También hay quien, como Yolanda Díaz, ha propuesto últimamente un “acuerdo territorial” que incluya al independentismo… para conseguir una investidura de gobierno. Por supuesto que un buen acuerdo siempre es de celebrar, pero plantear un acuerdo de este calado en términos instrumentales, amén de partidistas (¿habrá que recordar que, tras las elecciones del 28-M, en el grueso de comunidades autónomas gobierna el Partido Popular?), implica reincidir en un sectarismo tacticista sin perspectiva alguna de futuro, en la medida en que no solo no entra en el meollo de la cuestión, sino que, sobre todo, no lo hace con la actitud política adecuada.
Y, por supuesto, en fin, que tampoco resulta de recibo, por incoherente y farisaico, actuar como lo hace el PP, que, aunque en primera instancia parece no querer entrar a plantear el debate sobre el modelo territorial, a continuación alude implícitamente a él a la hora de formularle reproches a la izquierda, refiriéndose una y otra vez al separatismo y a quienes van de la mano de los que se supone que pretenden romper España. Cerrar lo que quedó abierto en el texto constitucional y que, junto a innegables beneficios, también ha permitido la generación de agravios interterritoriales, potenciando una extendida aspiración a bilateralidad —no solo inmanejable sino a menudo insolidaria—, obliga a definir el mencionado modelo. Y la derecha debería ser consciente de que no hay mejor forma de defender un proyecto común de país que aceptando una diversidad (sin ir más lejos, lingüística) que bien podríamos calificar de estructural.
El federalismo, además de asumir de manera decidida dicha diversidad, propone los instrumentos para gestionarla, esto es, para que, en vez de constituir una permanente fuente de problemas, se convierta en fuente de riqueza. Así, definir con claridad qué competencias corresponden al Gobierno central y qué otras a los gobiernos autonómicos, o comprometer a los entes federados con el destino del conjunto de la federación a base de definir y articular mecanismos de cooperación, son dos elementos que permiten visibilizar la manera en que el federalismo equilibra la fuerza centrífuga descentralizadora, presente en el modelo autonómico, con una fuerza centrípeta cohesionadora. No deja de resultar paradójico al respecto que la derecha, que tanta importancia declara conceder a la cuestión de la cohesión nacional, no acabe de saber en qué clave pensarla, más allá de las rutinarias exhortaciones retóricas uniformistas.

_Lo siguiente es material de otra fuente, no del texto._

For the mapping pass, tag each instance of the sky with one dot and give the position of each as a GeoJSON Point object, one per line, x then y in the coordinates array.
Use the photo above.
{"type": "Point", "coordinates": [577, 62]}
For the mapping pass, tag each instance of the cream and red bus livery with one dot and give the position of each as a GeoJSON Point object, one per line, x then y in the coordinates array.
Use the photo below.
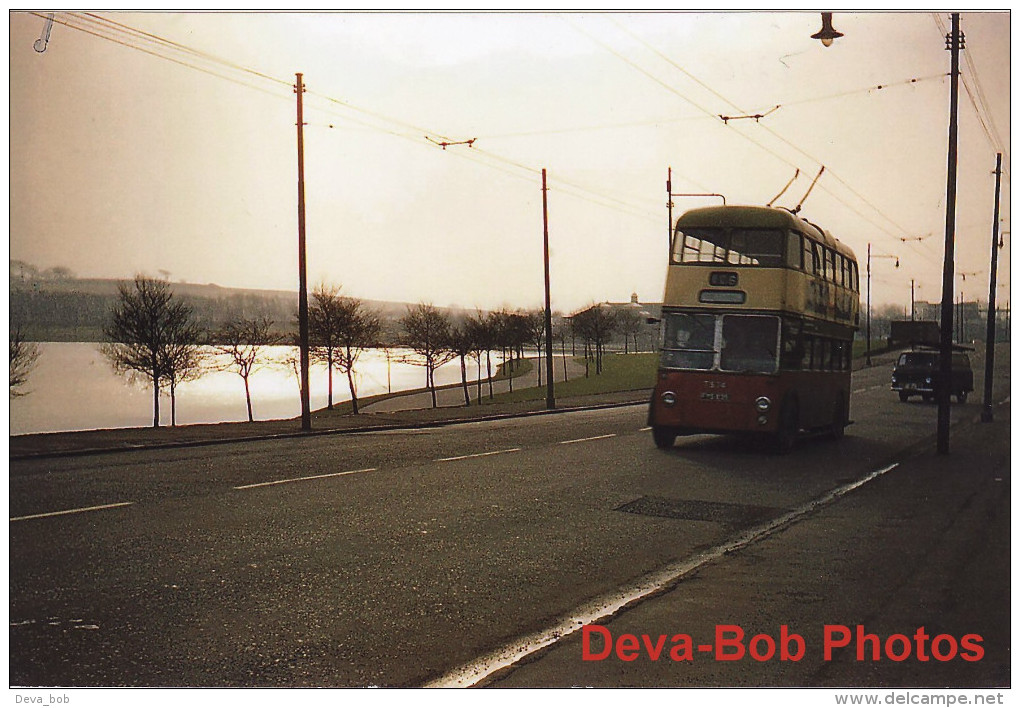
{"type": "Point", "coordinates": [758, 321]}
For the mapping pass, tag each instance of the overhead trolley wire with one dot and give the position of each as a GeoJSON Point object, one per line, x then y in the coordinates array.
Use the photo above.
{"type": "Point", "coordinates": [750, 139]}
{"type": "Point", "coordinates": [189, 57]}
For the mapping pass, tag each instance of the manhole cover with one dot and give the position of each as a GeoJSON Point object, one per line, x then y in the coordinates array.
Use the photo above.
{"type": "Point", "coordinates": [696, 510]}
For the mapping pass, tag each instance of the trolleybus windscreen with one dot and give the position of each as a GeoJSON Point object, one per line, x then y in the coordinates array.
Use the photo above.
{"type": "Point", "coordinates": [689, 341]}
{"type": "Point", "coordinates": [750, 344]}
{"type": "Point", "coordinates": [731, 246]}
{"type": "Point", "coordinates": [746, 344]}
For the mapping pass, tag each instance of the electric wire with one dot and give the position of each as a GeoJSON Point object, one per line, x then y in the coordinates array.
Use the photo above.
{"type": "Point", "coordinates": [851, 189]}
{"type": "Point", "coordinates": [139, 40]}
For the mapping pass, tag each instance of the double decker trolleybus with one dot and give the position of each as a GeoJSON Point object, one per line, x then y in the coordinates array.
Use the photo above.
{"type": "Point", "coordinates": [758, 321]}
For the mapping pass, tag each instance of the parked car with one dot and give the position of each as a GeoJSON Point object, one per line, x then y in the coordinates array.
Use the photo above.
{"type": "Point", "coordinates": [916, 373]}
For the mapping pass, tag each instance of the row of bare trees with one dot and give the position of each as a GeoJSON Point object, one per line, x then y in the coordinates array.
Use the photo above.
{"type": "Point", "coordinates": [154, 338]}
{"type": "Point", "coordinates": [438, 338]}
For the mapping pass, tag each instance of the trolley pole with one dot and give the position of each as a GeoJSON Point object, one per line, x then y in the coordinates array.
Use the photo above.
{"type": "Point", "coordinates": [954, 43]}
{"type": "Point", "coordinates": [550, 398]}
{"type": "Point", "coordinates": [867, 331]}
{"type": "Point", "coordinates": [989, 342]}
{"type": "Point", "coordinates": [306, 416]}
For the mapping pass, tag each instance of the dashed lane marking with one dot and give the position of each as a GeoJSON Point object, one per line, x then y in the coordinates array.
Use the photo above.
{"type": "Point", "coordinates": [81, 510]}
{"type": "Point", "coordinates": [477, 454]}
{"type": "Point", "coordinates": [305, 478]}
{"type": "Point", "coordinates": [585, 440]}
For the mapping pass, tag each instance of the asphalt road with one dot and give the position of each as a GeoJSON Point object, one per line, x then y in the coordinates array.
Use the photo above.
{"type": "Point", "coordinates": [388, 559]}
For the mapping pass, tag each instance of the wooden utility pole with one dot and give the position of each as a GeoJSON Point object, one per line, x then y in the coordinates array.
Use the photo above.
{"type": "Point", "coordinates": [306, 415]}
{"type": "Point", "coordinates": [989, 338]}
{"type": "Point", "coordinates": [669, 212]}
{"type": "Point", "coordinates": [550, 398]}
{"type": "Point", "coordinates": [954, 43]}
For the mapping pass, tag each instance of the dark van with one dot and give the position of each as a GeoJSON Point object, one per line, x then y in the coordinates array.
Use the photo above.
{"type": "Point", "coordinates": [916, 373]}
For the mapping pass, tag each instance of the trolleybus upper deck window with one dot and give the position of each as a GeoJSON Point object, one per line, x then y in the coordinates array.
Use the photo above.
{"type": "Point", "coordinates": [732, 246]}
{"type": "Point", "coordinates": [747, 344]}
{"type": "Point", "coordinates": [689, 341]}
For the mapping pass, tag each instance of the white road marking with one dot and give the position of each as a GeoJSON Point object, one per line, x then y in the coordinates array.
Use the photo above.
{"type": "Point", "coordinates": [305, 478]}
{"type": "Point", "coordinates": [584, 440]}
{"type": "Point", "coordinates": [477, 454]}
{"type": "Point", "coordinates": [605, 607]}
{"type": "Point", "coordinates": [871, 388]}
{"type": "Point", "coordinates": [70, 511]}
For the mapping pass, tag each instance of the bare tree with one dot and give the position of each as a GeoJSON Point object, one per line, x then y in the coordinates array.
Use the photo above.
{"type": "Point", "coordinates": [185, 361]}
{"type": "Point", "coordinates": [359, 329]}
{"type": "Point", "coordinates": [462, 346]}
{"type": "Point", "coordinates": [426, 332]}
{"type": "Point", "coordinates": [23, 355]}
{"type": "Point", "coordinates": [534, 331]}
{"type": "Point", "coordinates": [596, 324]}
{"type": "Point", "coordinates": [628, 323]}
{"type": "Point", "coordinates": [323, 331]}
{"type": "Point", "coordinates": [147, 326]}
{"type": "Point", "coordinates": [244, 340]}
{"type": "Point", "coordinates": [480, 334]}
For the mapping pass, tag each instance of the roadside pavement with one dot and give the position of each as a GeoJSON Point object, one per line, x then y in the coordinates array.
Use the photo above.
{"type": "Point", "coordinates": [918, 557]}
{"type": "Point", "coordinates": [410, 409]}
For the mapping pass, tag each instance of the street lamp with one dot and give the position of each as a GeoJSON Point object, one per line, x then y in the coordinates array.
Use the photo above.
{"type": "Point", "coordinates": [826, 35]}
{"type": "Point", "coordinates": [867, 344]}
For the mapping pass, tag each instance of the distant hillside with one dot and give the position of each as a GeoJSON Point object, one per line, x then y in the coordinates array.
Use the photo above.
{"type": "Point", "coordinates": [71, 309]}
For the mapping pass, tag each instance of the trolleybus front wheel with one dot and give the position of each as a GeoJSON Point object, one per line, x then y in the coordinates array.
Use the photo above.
{"type": "Point", "coordinates": [785, 437]}
{"type": "Point", "coordinates": [663, 437]}
{"type": "Point", "coordinates": [838, 428]}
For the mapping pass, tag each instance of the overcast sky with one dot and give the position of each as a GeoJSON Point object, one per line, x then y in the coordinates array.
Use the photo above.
{"type": "Point", "coordinates": [167, 142]}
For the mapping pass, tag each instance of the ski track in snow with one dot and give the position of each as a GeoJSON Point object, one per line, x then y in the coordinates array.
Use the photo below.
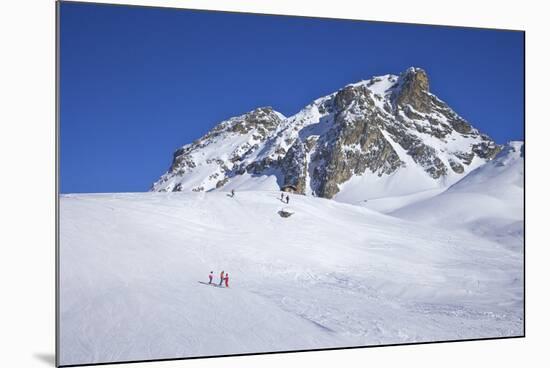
{"type": "Point", "coordinates": [331, 275]}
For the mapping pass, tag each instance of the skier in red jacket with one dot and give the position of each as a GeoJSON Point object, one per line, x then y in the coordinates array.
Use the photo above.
{"type": "Point", "coordinates": [221, 278]}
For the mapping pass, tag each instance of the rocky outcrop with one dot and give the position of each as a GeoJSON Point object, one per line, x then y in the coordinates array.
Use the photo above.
{"type": "Point", "coordinates": [375, 127]}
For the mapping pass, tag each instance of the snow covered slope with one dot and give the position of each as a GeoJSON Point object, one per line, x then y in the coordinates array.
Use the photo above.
{"type": "Point", "coordinates": [488, 201]}
{"type": "Point", "coordinates": [386, 136]}
{"type": "Point", "coordinates": [330, 275]}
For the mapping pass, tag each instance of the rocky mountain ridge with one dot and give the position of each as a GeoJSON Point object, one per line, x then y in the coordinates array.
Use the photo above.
{"type": "Point", "coordinates": [386, 135]}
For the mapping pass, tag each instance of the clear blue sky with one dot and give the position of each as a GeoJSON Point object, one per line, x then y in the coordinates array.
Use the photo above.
{"type": "Point", "coordinates": [137, 83]}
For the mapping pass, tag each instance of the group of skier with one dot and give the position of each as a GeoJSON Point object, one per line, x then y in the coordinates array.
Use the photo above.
{"type": "Point", "coordinates": [224, 277]}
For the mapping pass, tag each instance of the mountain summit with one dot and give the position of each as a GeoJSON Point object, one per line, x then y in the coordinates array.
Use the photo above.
{"type": "Point", "coordinates": [388, 135]}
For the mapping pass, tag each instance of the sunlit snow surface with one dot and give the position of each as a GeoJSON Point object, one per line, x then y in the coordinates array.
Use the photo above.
{"type": "Point", "coordinates": [438, 266]}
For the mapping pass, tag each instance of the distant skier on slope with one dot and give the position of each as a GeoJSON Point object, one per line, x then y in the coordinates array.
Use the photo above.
{"type": "Point", "coordinates": [221, 277]}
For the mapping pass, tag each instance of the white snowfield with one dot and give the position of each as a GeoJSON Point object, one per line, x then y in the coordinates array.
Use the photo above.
{"type": "Point", "coordinates": [133, 268]}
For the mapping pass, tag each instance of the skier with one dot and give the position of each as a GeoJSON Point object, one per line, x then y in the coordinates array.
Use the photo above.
{"type": "Point", "coordinates": [221, 277]}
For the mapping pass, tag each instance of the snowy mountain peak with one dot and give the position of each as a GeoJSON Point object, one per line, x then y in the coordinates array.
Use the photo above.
{"type": "Point", "coordinates": [388, 135]}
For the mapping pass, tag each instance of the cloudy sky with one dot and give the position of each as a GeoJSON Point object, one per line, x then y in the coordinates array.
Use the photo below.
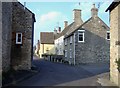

Afirmaba un viejo político, hoy retirado, que “ser honrado es un buen negocio”. Tal vez el PP debería hacerse un razonamiento análogo y plantearse hasta qué punto ser capaz de asumir el papel protagonista en las necesarias reformas de fondo que necesita este país y en las que le corresponde participar, de manera inexcusable, como fuerza representativa de la mitad de los ciudadanos españoles que es, lejos de obligarle a ningún sacrificio o renuncia en beneficio de sus adversarios, representa, por el contrario, el más provechoso favor que puede hacerse a sí mismo y a sus votantes (sin duda, se le abrirían muchas puertas hoy cerradas a cal y canto). Pero también el favor más notable que podría hacerle a este país en su conjunto, que se merece salir de un alboroto al que no se le ve el fin.